We like the 87.50/90.00 bull call spread on XOM for December expiration. The spread is only $21. If the stock jumps to $87.50, the spread will be around 1.25…worth an extra $100. With five spreads, we lose at most $100. We can gain $500 if XOM does make a move to 87.50.
ExxonMobil does have a dividend on November 8th for those interested.
Broadcom (BRCM) – One of the worst performers we found in November just reported some weak earnings on Wednesday of this past week. We like using BRCM as a hedge for our November picks. Guidance was weak for the company, and it missed estimates. The company rebounded on the big day Thursday, but we see the upside limited for this stock. The stock has not broken $38.50 in the past three months.

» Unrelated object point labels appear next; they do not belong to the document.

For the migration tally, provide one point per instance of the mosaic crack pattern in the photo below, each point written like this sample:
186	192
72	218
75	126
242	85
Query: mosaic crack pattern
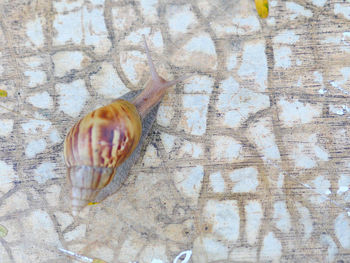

We like selling the 39/40 bear call spread for Nov19 expiration. With that spread, we get paid $16 for the spread, which returns 19% for selling the premium. We like this spread as a nice hedge against further upside in the market and our four bullish calls.
Note: Be careful buying into Utility ETFs as XLU does not move consistently with the electric utilities during November, up only 58% of Novembers.
Don’t be quick to jump on the natural gas seasonal bandwagon either as NatGas has been on average flat since 1985 with Southwestern Energy (NYSE:SWN), Apache (NYSE:APA), and Chesapeake Energy (NYSE:CHK) failing to rally consistently in November.